Emilio Morenatti, Associated Press
MADRID — The Spanish government on Friday authorized oil drilling off the Canary Islands, one of Europe's most popular tourist destinations, in a bid to ease the struggling country's expensive dependence on crude imports.
Spain imports more than 99 percent of its oil, the price of which has risen sharply in recent weeks, hurting the country just as it faces another recession and record unemployment.
Deputy Prime Minister Soraya Saenz de Santa Maria said the permit to drill off the Canary Islands, which receive some 9 million visitors a year, would go to Spanish company Repsol YPF SA.
The company said the site it is eyeing off the island of Lanzarote could mark the biggest hydrocarbon find in Spanish history. It will do an environmental impact study first and expects to start drilling in two years or so.
The new operation will be a resurrection of a plan first approved in 2001, also by the conservative Popular Party now in power.
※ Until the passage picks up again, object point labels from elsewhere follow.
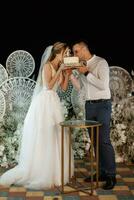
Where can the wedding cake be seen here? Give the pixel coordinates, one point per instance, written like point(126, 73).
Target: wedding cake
point(71, 60)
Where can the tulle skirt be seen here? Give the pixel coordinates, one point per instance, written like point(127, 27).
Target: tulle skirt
point(39, 165)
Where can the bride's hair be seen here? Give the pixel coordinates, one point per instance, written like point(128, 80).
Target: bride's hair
point(56, 49)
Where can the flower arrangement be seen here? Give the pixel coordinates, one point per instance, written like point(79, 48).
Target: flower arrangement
point(10, 137)
point(122, 129)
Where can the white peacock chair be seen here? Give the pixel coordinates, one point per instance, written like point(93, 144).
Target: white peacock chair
point(3, 74)
point(20, 63)
point(17, 92)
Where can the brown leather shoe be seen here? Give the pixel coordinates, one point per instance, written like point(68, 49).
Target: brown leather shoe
point(101, 178)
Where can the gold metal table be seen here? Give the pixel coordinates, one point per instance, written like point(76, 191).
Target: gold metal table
point(81, 124)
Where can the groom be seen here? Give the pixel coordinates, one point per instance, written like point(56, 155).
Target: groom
point(98, 107)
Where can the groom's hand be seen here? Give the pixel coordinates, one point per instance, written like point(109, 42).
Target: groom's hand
point(83, 69)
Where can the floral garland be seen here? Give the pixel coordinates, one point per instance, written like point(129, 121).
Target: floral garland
point(122, 129)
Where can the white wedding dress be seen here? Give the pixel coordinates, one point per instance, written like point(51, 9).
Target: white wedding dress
point(39, 164)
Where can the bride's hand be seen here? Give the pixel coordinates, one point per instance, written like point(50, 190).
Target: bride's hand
point(62, 66)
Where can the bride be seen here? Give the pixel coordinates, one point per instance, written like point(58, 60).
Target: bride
point(39, 165)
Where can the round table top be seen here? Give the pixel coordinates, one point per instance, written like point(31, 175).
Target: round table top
point(80, 123)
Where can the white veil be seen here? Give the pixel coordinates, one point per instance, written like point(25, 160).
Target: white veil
point(44, 59)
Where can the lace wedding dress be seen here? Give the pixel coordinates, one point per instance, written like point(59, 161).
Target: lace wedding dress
point(39, 164)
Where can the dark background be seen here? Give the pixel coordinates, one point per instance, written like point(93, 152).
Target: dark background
point(31, 26)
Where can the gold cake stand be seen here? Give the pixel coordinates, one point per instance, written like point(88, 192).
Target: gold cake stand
point(94, 127)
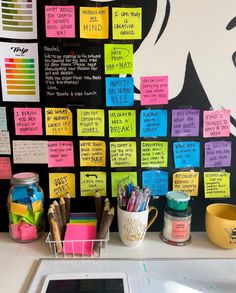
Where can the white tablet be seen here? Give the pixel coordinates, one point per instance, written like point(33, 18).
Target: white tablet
point(86, 282)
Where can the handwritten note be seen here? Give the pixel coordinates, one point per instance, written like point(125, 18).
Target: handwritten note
point(92, 153)
point(216, 123)
point(126, 23)
point(187, 182)
point(58, 121)
point(60, 21)
point(154, 154)
point(119, 92)
point(217, 154)
point(185, 122)
point(123, 154)
point(157, 181)
point(153, 90)
point(153, 123)
point(5, 147)
point(3, 119)
point(94, 22)
point(5, 168)
point(118, 58)
point(122, 179)
point(30, 152)
point(60, 184)
point(60, 154)
point(186, 154)
point(90, 122)
point(217, 184)
point(122, 123)
point(91, 181)
point(28, 121)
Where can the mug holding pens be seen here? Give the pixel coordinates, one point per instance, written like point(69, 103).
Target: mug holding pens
point(132, 212)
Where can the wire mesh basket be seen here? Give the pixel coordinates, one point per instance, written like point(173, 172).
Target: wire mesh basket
point(77, 248)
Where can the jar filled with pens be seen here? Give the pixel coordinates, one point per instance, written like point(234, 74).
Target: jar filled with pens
point(133, 213)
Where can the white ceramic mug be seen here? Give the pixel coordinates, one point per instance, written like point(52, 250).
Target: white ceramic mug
point(132, 226)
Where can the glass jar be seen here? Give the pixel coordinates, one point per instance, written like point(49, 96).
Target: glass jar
point(25, 207)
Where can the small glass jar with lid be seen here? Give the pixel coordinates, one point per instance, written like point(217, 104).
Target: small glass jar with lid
point(25, 207)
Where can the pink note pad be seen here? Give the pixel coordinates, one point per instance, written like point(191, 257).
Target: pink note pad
point(79, 232)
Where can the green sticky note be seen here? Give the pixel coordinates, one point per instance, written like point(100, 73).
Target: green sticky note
point(118, 58)
point(122, 179)
point(122, 123)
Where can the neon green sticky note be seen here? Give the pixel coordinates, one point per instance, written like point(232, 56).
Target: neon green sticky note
point(122, 123)
point(122, 179)
point(154, 154)
point(217, 184)
point(118, 58)
point(126, 23)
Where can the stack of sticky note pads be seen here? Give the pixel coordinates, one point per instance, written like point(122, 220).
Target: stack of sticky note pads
point(80, 231)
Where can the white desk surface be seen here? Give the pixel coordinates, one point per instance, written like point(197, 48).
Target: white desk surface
point(18, 262)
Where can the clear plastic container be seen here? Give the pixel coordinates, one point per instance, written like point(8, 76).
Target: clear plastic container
point(25, 207)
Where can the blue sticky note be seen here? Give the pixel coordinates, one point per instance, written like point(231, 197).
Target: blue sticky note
point(119, 91)
point(153, 123)
point(157, 181)
point(186, 154)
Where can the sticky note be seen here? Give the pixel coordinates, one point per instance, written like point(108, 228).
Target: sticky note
point(122, 179)
point(28, 121)
point(126, 23)
point(60, 154)
point(216, 123)
point(92, 153)
point(217, 184)
point(186, 154)
point(217, 154)
point(119, 91)
point(123, 154)
point(153, 90)
point(187, 182)
point(91, 181)
point(94, 22)
point(30, 152)
point(122, 123)
point(60, 21)
point(118, 58)
point(153, 123)
point(90, 122)
point(5, 168)
point(157, 181)
point(58, 121)
point(60, 184)
point(185, 122)
point(154, 154)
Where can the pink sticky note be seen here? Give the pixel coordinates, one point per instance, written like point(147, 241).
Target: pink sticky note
point(60, 21)
point(79, 232)
point(60, 154)
point(216, 123)
point(28, 121)
point(154, 90)
point(5, 168)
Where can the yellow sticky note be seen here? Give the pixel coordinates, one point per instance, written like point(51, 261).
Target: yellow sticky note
point(94, 22)
point(217, 184)
point(60, 184)
point(123, 154)
point(58, 121)
point(154, 154)
point(187, 182)
point(18, 209)
point(90, 122)
point(126, 23)
point(91, 181)
point(92, 153)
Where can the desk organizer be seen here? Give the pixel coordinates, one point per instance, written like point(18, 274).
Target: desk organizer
point(87, 248)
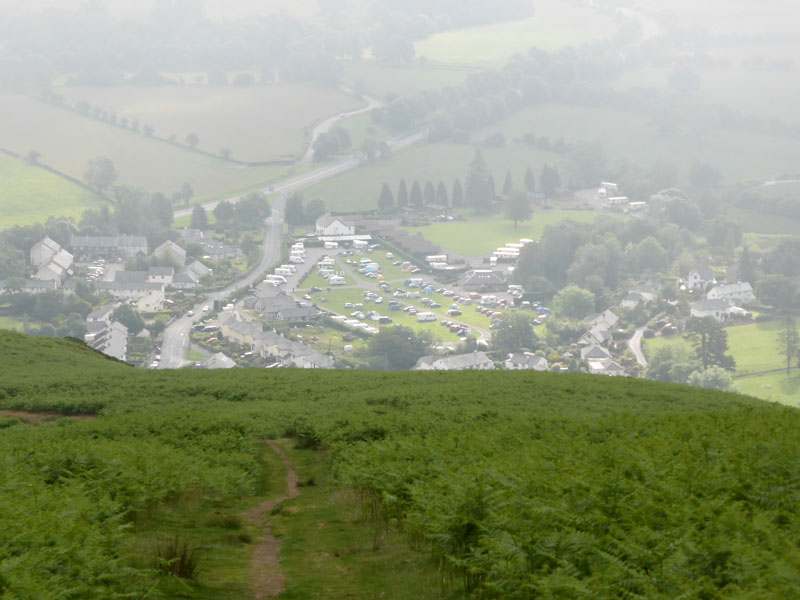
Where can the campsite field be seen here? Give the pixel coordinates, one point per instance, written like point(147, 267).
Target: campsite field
point(149, 163)
point(30, 194)
point(479, 237)
point(257, 123)
point(553, 26)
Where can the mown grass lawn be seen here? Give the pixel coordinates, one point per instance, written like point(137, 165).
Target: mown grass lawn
point(478, 237)
point(30, 194)
point(777, 387)
point(753, 346)
point(554, 25)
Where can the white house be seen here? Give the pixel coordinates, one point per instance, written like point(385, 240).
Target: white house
point(162, 275)
point(717, 308)
point(460, 362)
point(700, 278)
point(218, 361)
point(110, 338)
point(52, 262)
point(525, 360)
point(733, 293)
point(170, 251)
point(333, 226)
point(605, 366)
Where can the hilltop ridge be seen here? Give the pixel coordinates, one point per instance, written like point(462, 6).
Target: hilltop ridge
point(517, 484)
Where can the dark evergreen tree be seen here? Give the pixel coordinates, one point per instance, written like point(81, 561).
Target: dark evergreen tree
point(416, 198)
point(478, 193)
point(458, 194)
point(402, 194)
point(508, 184)
point(429, 194)
point(530, 182)
point(386, 199)
point(441, 194)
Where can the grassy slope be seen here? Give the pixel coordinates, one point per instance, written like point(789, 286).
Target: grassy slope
point(625, 138)
point(513, 421)
point(149, 163)
point(257, 123)
point(553, 26)
point(474, 238)
point(30, 194)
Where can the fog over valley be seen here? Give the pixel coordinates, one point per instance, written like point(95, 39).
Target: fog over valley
point(243, 243)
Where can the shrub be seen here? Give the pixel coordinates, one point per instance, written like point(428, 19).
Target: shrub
point(177, 557)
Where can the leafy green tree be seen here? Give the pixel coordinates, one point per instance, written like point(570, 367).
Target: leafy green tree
point(458, 194)
point(778, 291)
point(402, 194)
point(789, 342)
point(429, 193)
point(573, 302)
point(710, 342)
point(441, 194)
point(530, 182)
point(671, 364)
point(224, 211)
point(416, 195)
point(315, 208)
point(101, 174)
point(385, 200)
point(128, 316)
point(478, 193)
point(550, 180)
point(161, 207)
point(199, 218)
point(397, 348)
point(713, 378)
point(508, 184)
point(514, 331)
point(518, 207)
point(294, 214)
point(252, 210)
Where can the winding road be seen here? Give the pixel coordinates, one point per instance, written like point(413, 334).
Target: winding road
point(176, 334)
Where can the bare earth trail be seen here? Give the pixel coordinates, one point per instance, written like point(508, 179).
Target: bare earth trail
point(268, 581)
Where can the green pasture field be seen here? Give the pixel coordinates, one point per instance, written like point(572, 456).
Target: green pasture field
point(362, 127)
point(479, 237)
point(68, 142)
point(625, 138)
point(258, 123)
point(553, 26)
point(759, 222)
point(385, 81)
point(774, 388)
point(30, 194)
point(753, 346)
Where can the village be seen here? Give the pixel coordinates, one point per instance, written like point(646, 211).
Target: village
point(346, 280)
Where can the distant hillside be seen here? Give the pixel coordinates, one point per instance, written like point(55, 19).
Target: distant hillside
point(520, 485)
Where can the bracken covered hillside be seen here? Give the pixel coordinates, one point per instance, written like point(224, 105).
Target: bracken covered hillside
point(518, 485)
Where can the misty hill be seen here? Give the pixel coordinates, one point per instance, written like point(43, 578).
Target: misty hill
point(519, 485)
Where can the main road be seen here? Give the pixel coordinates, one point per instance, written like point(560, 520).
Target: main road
point(176, 335)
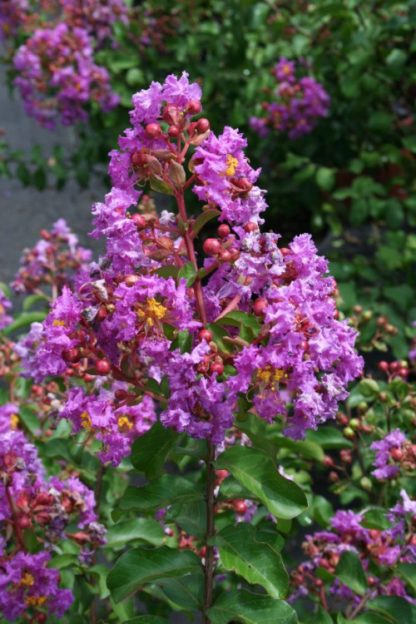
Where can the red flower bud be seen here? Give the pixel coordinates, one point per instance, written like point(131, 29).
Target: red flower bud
point(194, 107)
point(153, 129)
point(205, 334)
point(202, 125)
point(139, 221)
point(212, 246)
point(223, 230)
point(102, 367)
point(240, 506)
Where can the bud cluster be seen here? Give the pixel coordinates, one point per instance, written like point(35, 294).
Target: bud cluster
point(298, 105)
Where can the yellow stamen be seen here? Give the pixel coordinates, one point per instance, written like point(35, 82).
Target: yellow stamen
point(35, 601)
point(152, 311)
point(27, 580)
point(232, 164)
point(124, 424)
point(271, 376)
point(86, 421)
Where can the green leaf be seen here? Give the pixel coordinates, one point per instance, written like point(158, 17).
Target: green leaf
point(325, 178)
point(185, 592)
point(258, 474)
point(329, 438)
point(395, 610)
point(23, 321)
point(203, 219)
point(258, 562)
point(240, 606)
point(408, 572)
point(189, 272)
point(165, 491)
point(140, 567)
point(350, 572)
point(145, 529)
point(151, 450)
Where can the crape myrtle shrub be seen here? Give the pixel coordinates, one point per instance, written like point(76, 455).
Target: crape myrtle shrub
point(350, 176)
point(227, 363)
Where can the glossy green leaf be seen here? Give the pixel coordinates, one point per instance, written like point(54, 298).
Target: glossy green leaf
point(145, 529)
point(254, 557)
point(165, 491)
point(258, 474)
point(350, 572)
point(139, 567)
point(240, 606)
point(150, 451)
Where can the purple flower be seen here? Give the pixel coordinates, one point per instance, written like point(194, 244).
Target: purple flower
point(27, 583)
point(385, 469)
point(5, 304)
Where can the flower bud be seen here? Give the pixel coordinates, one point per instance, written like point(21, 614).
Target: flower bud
point(223, 230)
point(211, 246)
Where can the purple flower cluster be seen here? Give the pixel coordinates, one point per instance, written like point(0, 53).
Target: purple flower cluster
point(141, 326)
point(298, 106)
point(57, 76)
point(29, 501)
point(378, 550)
point(52, 261)
point(27, 584)
point(388, 453)
point(5, 305)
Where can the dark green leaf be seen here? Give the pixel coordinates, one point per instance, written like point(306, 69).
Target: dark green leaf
point(259, 562)
point(258, 474)
point(151, 450)
point(140, 567)
point(240, 606)
point(350, 572)
point(165, 491)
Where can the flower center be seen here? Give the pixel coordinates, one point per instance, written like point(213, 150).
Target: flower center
point(86, 421)
point(58, 323)
point(232, 164)
point(124, 424)
point(152, 311)
point(27, 580)
point(270, 376)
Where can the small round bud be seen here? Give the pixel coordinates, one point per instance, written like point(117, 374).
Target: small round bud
point(173, 131)
point(70, 355)
point(223, 230)
point(212, 246)
point(202, 125)
point(205, 334)
point(259, 306)
point(139, 221)
point(383, 366)
point(217, 368)
point(348, 432)
point(194, 107)
point(396, 454)
point(153, 129)
point(225, 256)
point(102, 367)
point(240, 506)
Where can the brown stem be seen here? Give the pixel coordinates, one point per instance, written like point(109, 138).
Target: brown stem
point(210, 532)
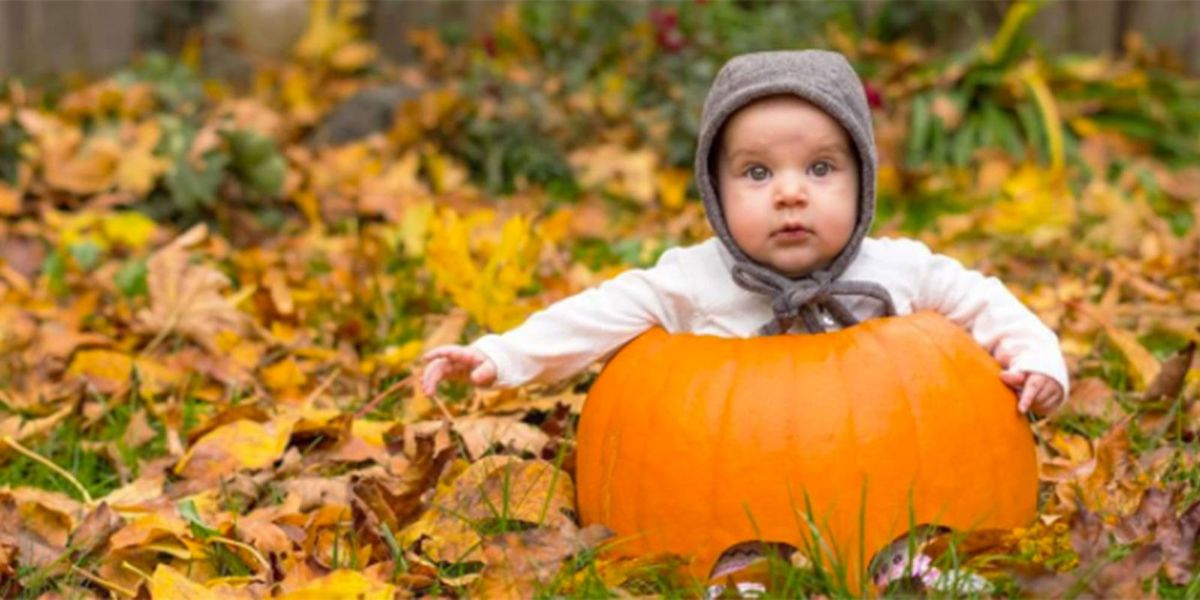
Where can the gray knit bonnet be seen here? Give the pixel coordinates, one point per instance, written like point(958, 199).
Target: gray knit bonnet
point(827, 81)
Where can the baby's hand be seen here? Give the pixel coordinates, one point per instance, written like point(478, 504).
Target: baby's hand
point(455, 361)
point(1038, 391)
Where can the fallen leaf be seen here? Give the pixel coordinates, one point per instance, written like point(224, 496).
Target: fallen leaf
point(186, 298)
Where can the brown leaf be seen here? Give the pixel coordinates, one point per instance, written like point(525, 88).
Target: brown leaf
point(480, 433)
point(1155, 505)
point(519, 563)
point(31, 549)
point(186, 298)
point(1093, 397)
point(1087, 535)
point(97, 527)
point(1169, 382)
point(1123, 579)
point(1177, 537)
The Canary Islands regional government sued then and the Supreme Court annulled the permit on a technicality, in 2004. When Repsol refiled its plan, Socialists had taken power in Madrid and shelved the blueprint.
The two wells Repsol plans to drill 60 kilometers (35 miles) east of the Canary island of Lanzarote could yield as much as 100,000 barrels of oil per day, Spanish media have reported.
Spain is under intense pressure to reduce its deficit and convince international investors that its economy can return to growth, become competitive, and deal with the painful fallout of a burst real estate bubble.
Among the latest measures to raise money, Saenz de Santamaria said the government would shut down 24 state-owned companies and divest stakes in another 50.
Some were obsolete, such as advertising campaigns for national gastronomy or the 1992 Summer Olympic Games in Barcelona, with a few counting more board members than employees.
Official figures released Friday showed that despite Spain's austerity measures, the national debt load keeps growing as the economy struggles.
The Bank of Spain said national debt stood at 68.5 percent of GDP at the end of 2011, the highest ratio since 1995.
This marked a 2.5 point increase from the third quarter of 2011. At the close of 2010 it was 61.2.
Spain's debt percentage is well below the EU average but its borrowing costs are higher due to concerns about its economic outlook.
The debt load, which includes regional and local debt, was €735 billion ($960 billion) at the end of 2011.
Debt owed by the 17 semiautonomous regions shot up 17.2 percent last year. The worst-off was Catalonia, the wealthy and powerful northeast region whose capital is Barcelona. It accounted for nearly a third of all regional debt.